Peraltro, la giurisprudenza di questa Corte sotto il vigore dell’art. 360 c.p.c., n. 5, anteriore alla riforma di cui al D.L. n. 83 del 2012, art. 54, comma 1, lett. b, ha avuto modo di chiarire che ricorre il vizio di motivazione, sotto il profilo della omissione, insufficienza, contraddittorietà della medesima, quando, nel ragionamento del giudice di merito, sia rinvenibile traccia evidente dell’insufficiente esame di punti decisivi della controversia, prospettato dalle parti o rilevabile di ufficio, ovvero quando esista insanabile contrasto tra le argomentazioni complessivamente adottate, tale da non consentire l’identificazione del procedimento logico – giuridico posto a base della decisione (Cass., n. 17477/2007; n. 6787/2012).

Orbene, nella specie la CTR, dopo avere riconosciuto che il contribuente si avvantaggiava nello svolgimento della sua attività della collaborazione del coniuge, ha negato che il predetto svolgesse la propria attività con l’ausilio di personale dipendente, tralasciando di considerare che tale elemento risultava dal quadro RG relativo al reddito d’impresa e, specificamente, dal rigo “quote imputate ai collaboratori dell’impresa familiare o al coniuge di azienda coniugale”.
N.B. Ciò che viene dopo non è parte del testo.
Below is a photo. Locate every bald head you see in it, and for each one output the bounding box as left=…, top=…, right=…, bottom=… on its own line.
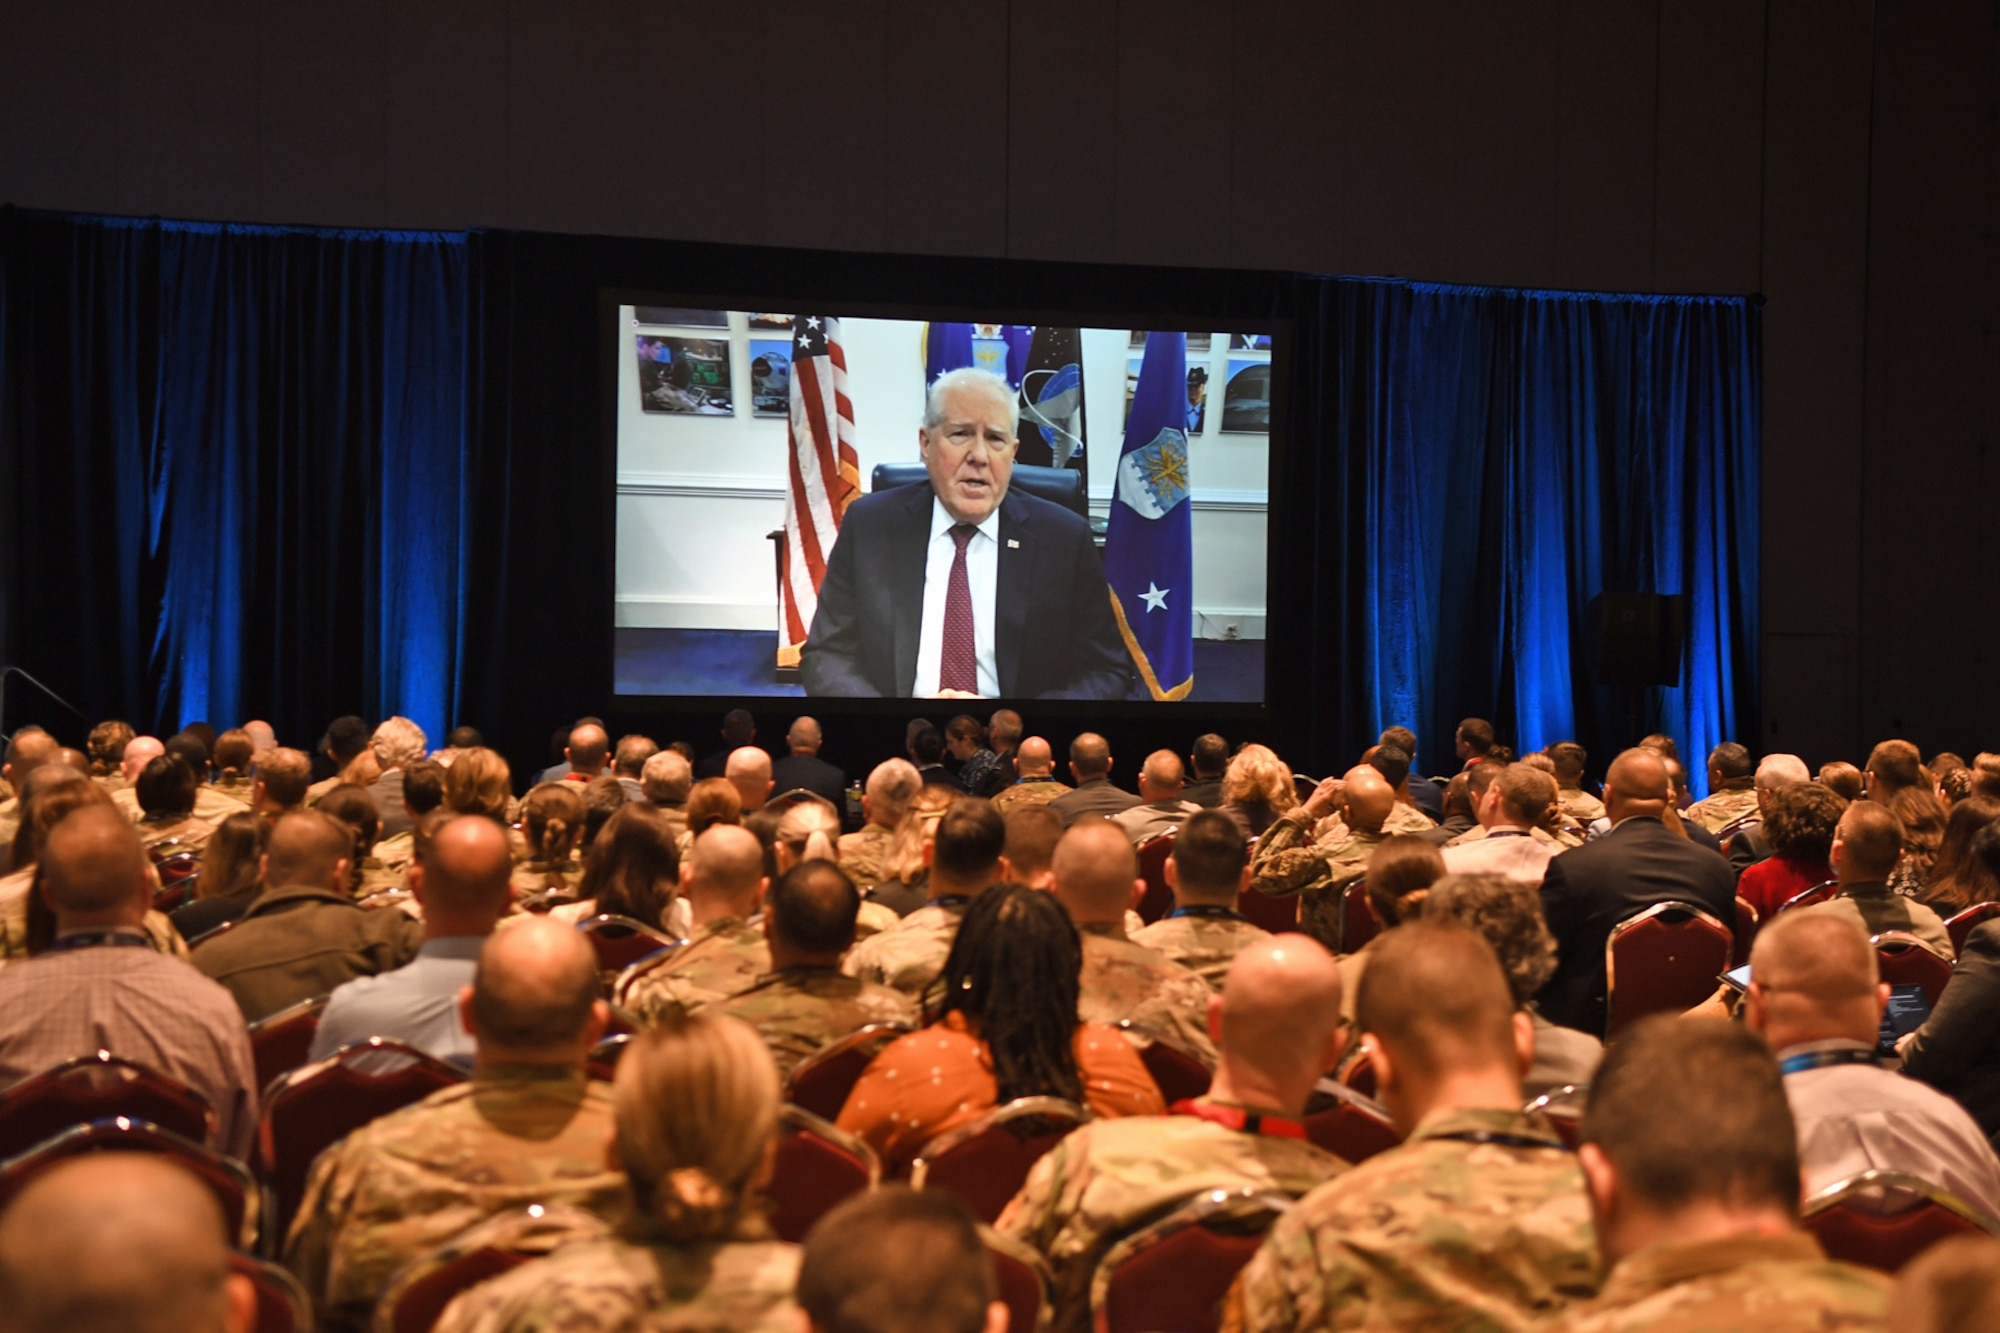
left=1069, top=732, right=1112, bottom=780
left=0, top=1153, right=250, bottom=1333
left=417, top=815, right=514, bottom=921
left=1755, top=753, right=1810, bottom=792
left=1603, top=748, right=1670, bottom=821
left=263, top=810, right=352, bottom=892
left=726, top=746, right=774, bottom=812
left=1214, top=935, right=1346, bottom=1115
left=1338, top=765, right=1396, bottom=835
left=566, top=723, right=610, bottom=776
left=39, top=806, right=148, bottom=924
left=242, top=720, right=276, bottom=754
left=1051, top=819, right=1142, bottom=924
left=1138, top=750, right=1186, bottom=802
left=3, top=730, right=59, bottom=786
left=467, top=918, right=605, bottom=1059
left=1748, top=911, right=1881, bottom=1049
left=685, top=824, right=768, bottom=913
left=1016, top=736, right=1054, bottom=778
left=864, top=758, right=922, bottom=825
left=119, top=735, right=165, bottom=784
left=787, top=717, right=824, bottom=753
Orbene, l’omesso esame del fatto anzidetto ha inficiato la logicità e completezza della motivazione della sentenza impugnata, se appunto si consideri che secondo la giurisprudenza di questa Corte l’imprenditore familiare è soggetto ad IRAP, integrando la collaborazione dei partecipanti quel quid pluris dotato di attitudine a produrre una ricchezza ulteriore (o valore aggiunto) rispetto a quella conseguibile con il solo apporto lavorativo personale del titolare (cfr., Cass., n. 1537/2014; Cass. n. 10777/2013; Cass. n. 12616/2016).

Sulla base di tali considerazioni, in accoglimento dei due motivi di ricorso, la sentenza impugnata va cassata con rinvio ad altra sezione della CTR Friuli Venezia Giulia, anche per la liquidazione delle spese del giudizio di legittimità.

PQM

La Corte, visti gli artt. 375 e 380 bis c.p.c..

Accoglie il ricorso, cassa la sentenza impugnata e rinvia ad altra sezione della CTR Friuli Venezia Giulia, anche per la liquidazione delle spese del giudizio di legittimità.

Così deciso in Roma, nella Camera di Consiglio della sesta sezione civile, il 21 luglio 2016.